Two nuclides (a type of a nucleus with some values of $Z$ and $N$) that have the same number of neutrons $N$ have the same number of neutrons. The previous sentence is a tautology but I wrote it to show that the equality doesn't mean anything special, aside from the things that are obviously implied by it.
Two nuclides that have the same total number of nucleons - neutrons plus protons - have the same total number of nucleons - neutrons and protons. In the latter case, it also means that the two nuclides are approximately equally heavy and that there may be a beta-decay transformation from one to the other (beta decay doesn't emit any protons or neutrons, so it approximately conserves the mass of the nuclide).
In both cases - equal $N$ or equal $A=Z+N$ - are less important than if two nuclides have the same $Z$. The number of protons $Z$ is by far the most important quantity that determines the character of the resulting material. It's because the electrons only feel the electrostatic force of the nucleus and it only depends on $Z$; it doesn't depend on $N$ or $A=Z+N$. A large chunk of matter has to neutralize the electric charge, so it has to assign the right number of electrons - namely $Z$ electrons for one nucleus.
Consequently, these $Z$ electrons get inevitably arranged into the shells of atomic physics and the properties of the material are therefore a quasi-periodic function of $Z$, the number of protons, as the periodic table makes very clear.

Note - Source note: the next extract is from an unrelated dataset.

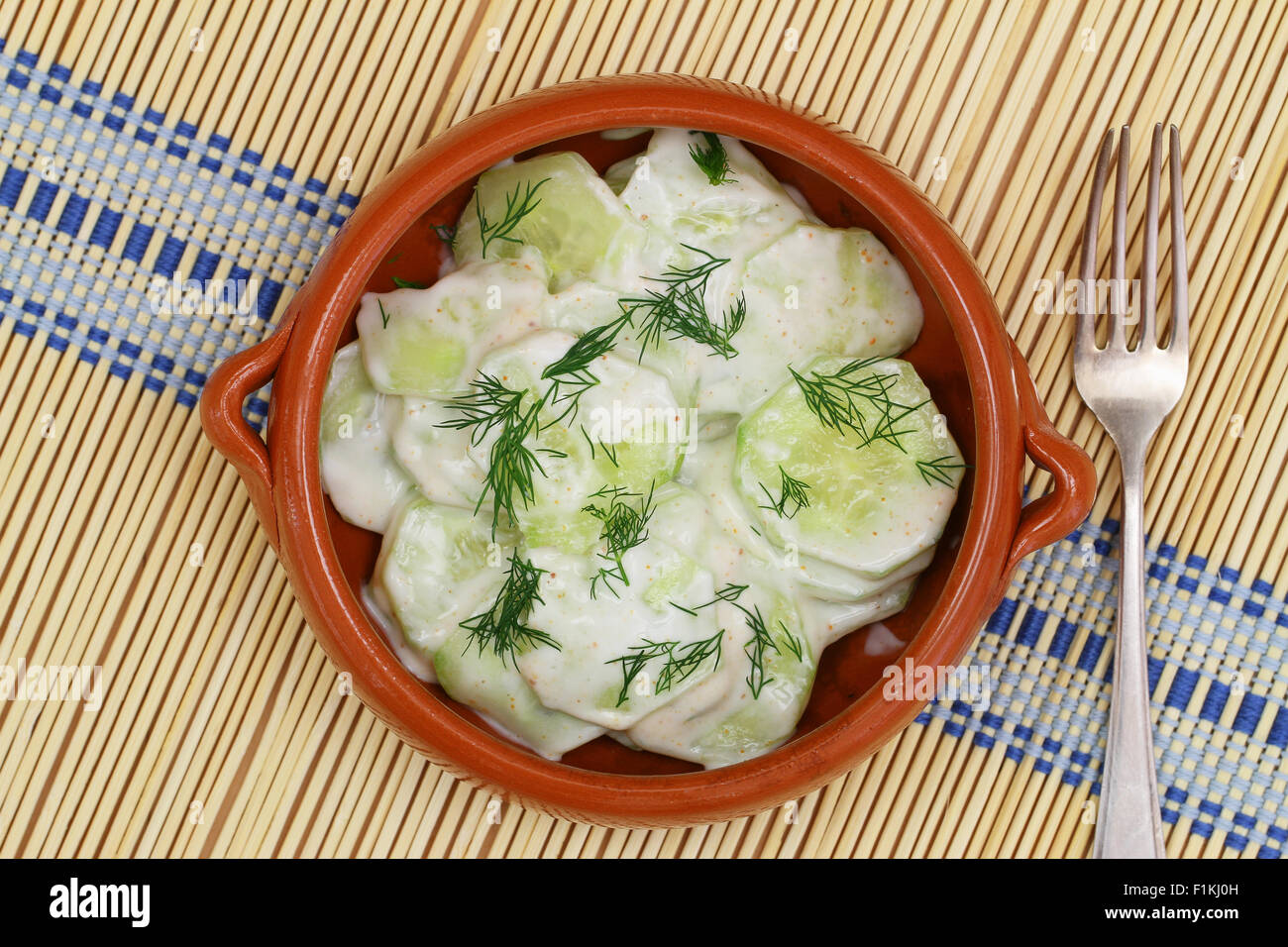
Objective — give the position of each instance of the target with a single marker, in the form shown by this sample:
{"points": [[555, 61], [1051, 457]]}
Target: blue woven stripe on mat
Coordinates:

That's why the chemical properties of e.g. iodium-127 and iodium-131 are almost identical while iodine-131 and xenon-131 are extremely different chemically, despite their having the same value of $A=N+Z$.
Of course, the mass of the materials depends on $A=Z+N$ and not just $Z$. Also, some isotopes are radioactive while others are not. But radioactivity is not really "chemistry" or "material science"; radioactivity is a rare process that only influences the nuclei while chemistry and material science depends on the electron shells.